Chaque instance comporte aujourd’hui un observatoire de la parité, qui siège au sein de ce comité chargé de produire un rapport annuel autour de ces thématiques. « Leur rôle est d’identifier les problématiques spécifiques à chaque profession, et d’identifier des actions concrètes », poursuit Agnès Carlier. Au cœur des préoccupations des commissaires de justice par exemple, la question de la délivrance d’ordonnances de protection et de la mise à l’abri des femmes victimes de violences.

L’officialisation d’engagements concrets

Car toutes les branches du droit n’en sont pas au même niveau d’égalité. Si, chez les notaires, la parité parfaite a été atteinte dans les bureaux nationaux, les chiffres sont différents chez les commissaires de justice : les titulaires sont à 43 % sont des femmes, et chez les salariés, celles-ci représentent 68 % des effectifs. « Pour les femmes, être salariée présente plus d’avantages, de protection sociale et financière : la possibilité de poser un congé maternité, et d’être remplacée en cas d’absence, par exemple », analyse Agnès Carlier.  

La charte engage désormais chaque métier, et pérennise une feuille de route aux objectifs clairs d’égalité et de parité. Elle contient six engagements concrets : favoriser une progression de carrière équitable et transparente, accroître la représentativité des femmes dans les fonctions ordinales et institutionnelles, lever les freins à l'entrée dans les professions, soutenir la parentalité et la conciliation des temps de vie, prévenir et traiter les comportements discriminatoires, et mettre en place des observatoires de la parité.

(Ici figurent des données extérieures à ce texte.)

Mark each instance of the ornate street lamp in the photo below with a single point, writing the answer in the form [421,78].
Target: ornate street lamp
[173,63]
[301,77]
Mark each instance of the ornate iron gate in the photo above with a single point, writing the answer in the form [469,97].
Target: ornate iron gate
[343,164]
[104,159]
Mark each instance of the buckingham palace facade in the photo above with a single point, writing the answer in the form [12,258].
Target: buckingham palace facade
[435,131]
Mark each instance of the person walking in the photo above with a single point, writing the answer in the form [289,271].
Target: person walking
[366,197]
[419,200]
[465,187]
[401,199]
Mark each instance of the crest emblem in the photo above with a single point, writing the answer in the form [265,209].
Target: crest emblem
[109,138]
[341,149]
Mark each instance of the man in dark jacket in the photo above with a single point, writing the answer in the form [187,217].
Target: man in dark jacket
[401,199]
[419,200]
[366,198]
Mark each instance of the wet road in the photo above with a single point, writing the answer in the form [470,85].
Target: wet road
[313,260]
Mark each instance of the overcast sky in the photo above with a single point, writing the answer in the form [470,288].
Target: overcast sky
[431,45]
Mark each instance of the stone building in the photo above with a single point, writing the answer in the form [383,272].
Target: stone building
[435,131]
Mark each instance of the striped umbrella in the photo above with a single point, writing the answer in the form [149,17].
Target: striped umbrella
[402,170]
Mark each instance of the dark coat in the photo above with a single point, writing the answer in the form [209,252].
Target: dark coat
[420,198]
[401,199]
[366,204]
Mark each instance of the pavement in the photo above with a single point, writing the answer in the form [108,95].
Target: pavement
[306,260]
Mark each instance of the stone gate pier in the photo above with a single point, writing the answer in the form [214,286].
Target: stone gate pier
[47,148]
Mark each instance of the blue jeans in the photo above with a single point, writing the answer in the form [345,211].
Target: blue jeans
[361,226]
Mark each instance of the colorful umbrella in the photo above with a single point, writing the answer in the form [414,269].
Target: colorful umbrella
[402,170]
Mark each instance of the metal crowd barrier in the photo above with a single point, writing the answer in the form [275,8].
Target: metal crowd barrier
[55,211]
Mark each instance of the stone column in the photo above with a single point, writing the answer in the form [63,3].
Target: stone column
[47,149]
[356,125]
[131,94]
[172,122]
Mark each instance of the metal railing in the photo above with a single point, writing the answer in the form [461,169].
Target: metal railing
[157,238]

Une véritable « exigence d’égalité », selon Gérald Darmanin. « Vous devez ressembler à la France dans sa diversité, dans ses parcours et dans son exigence d'égalité. Je pense que c'est tout le sens de cette charte (…) et de la volonté claire de faire de vos ordres professionnels des espaces où la parité progresse, où l’égalité réelle, mesurable et mesurée, pilotée, est poursuivie avec constance », a-t-il encore salué lors de la signature.

Les professions du droit n’ont pourtant pas attendu ce temps officiel pour faire bouger les choses. Depuis quelques années, ces métiers ont connu une évolution significative de leur composition, avec une féminisation croissante de leurs effectifs, y compris dans les fonctions de responsabilité. Entre janvier et octobre 2024, le Conseil supérieur du notariat (CSN), le Conseil national des barreaux (CNB) et le Conseil supérieur de l’Ordre des experts-comptables (CNOEC) étaient tous les trois dirigés par une femme - une première dans l’histoire.

« Les nouvelles générations sont en demande de changements »

« La parité ne doit pas être un idéal abstrait, mais une pratique concrète. Cette charte est un outil opérationnel pour transformer nos engagements en actions mesurables », complète Céline Deschamps, porte-parole du Bureau du Conseil supérieur du notariat en charge de la parité.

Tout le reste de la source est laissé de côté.